De acuerdo con el también aspirante a la presidencia de la República en 2018, durante al menos 15 años OHL ha financiado las campañas del PRI en el Estado de México, ello a cambio de concesiones millonarias.

Las acusaciones se produjeron apenas unas horas antes del segundo debate entre los candidatos a la gubernatura del Estado de México, con un timing perfecto para que el tema fuera utilizado por los abanderados de la oposición para golpear al priista, Alfredo del Mazo, y de paso raspar al gobernador, Eruviel Ávila y al presidente, Enrique Peña Nieto.

Sin embargo, lo cierto es que detrás de las acusaciones de Álvarez Icaza hay poco sustento objetivo y más bien una cadena de declaraciones que han reforzado una “posverdad” sobre la relación entre OHL y el priismo mexiquense.

Y es que la supuesta “bomba” que soltó ayer Emilio Álvarez Icaza en realidad está basada en declaraciones vertidas por Paulo Díez a la periodista Carmen Aristegui.

Díez es abogado del empresario Pedro Topete, y encabeza junto a él la empresa Infraiber, que rivaliza con OHL.

El grupo empresarial encabezado por Topete y Díez es señalado por su vínculo con funcionarios mexiquenses que otorgan concesiones a sobreprecio a empresas recién constituidas, además de que se le investiga por lavado de dinero y evasión fiscal.

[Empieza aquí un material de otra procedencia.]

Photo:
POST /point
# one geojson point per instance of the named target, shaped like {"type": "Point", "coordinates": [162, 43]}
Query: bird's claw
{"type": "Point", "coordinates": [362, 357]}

De esa “fuente” es de donde Álvarez Icaza tomó sus referencias para acusar de corrupción a Enrique Peña Nieto, Alfredo del Mazo, Eruviel Ávila y OHL, y de acuerdo con un pronunciamiento de la constructora española, dichos señalamientos ya han sido investigados “por distintas autoridades” sin haberse probado nada.

Es así como los señalamientos no comprobados de Topete y Díez contra el PRI mexiquense y contra el presidente Enrique Peña Nieto fueron retomados, vueltos a difundir y presentados como verdad por Emilio Álvarez Icaza, un personaje con un declarado interés político de acceder a la presidencia.

Ya desde antes de destaparse como presidenciable, Álvarez Icaza hizo un manejo mañoso del caso Ayotzinapa desde su posición como secretario Ejecutivo de la Comisión Interamericana de Derechos Humanos (CIDH) convirtiendo el caso en una bandera electoral.

Ahora, su nuevo embate parece confirmar que Álvarez Icaza apuesta por el desprestigio de las instituciones para ganar votos en 2018.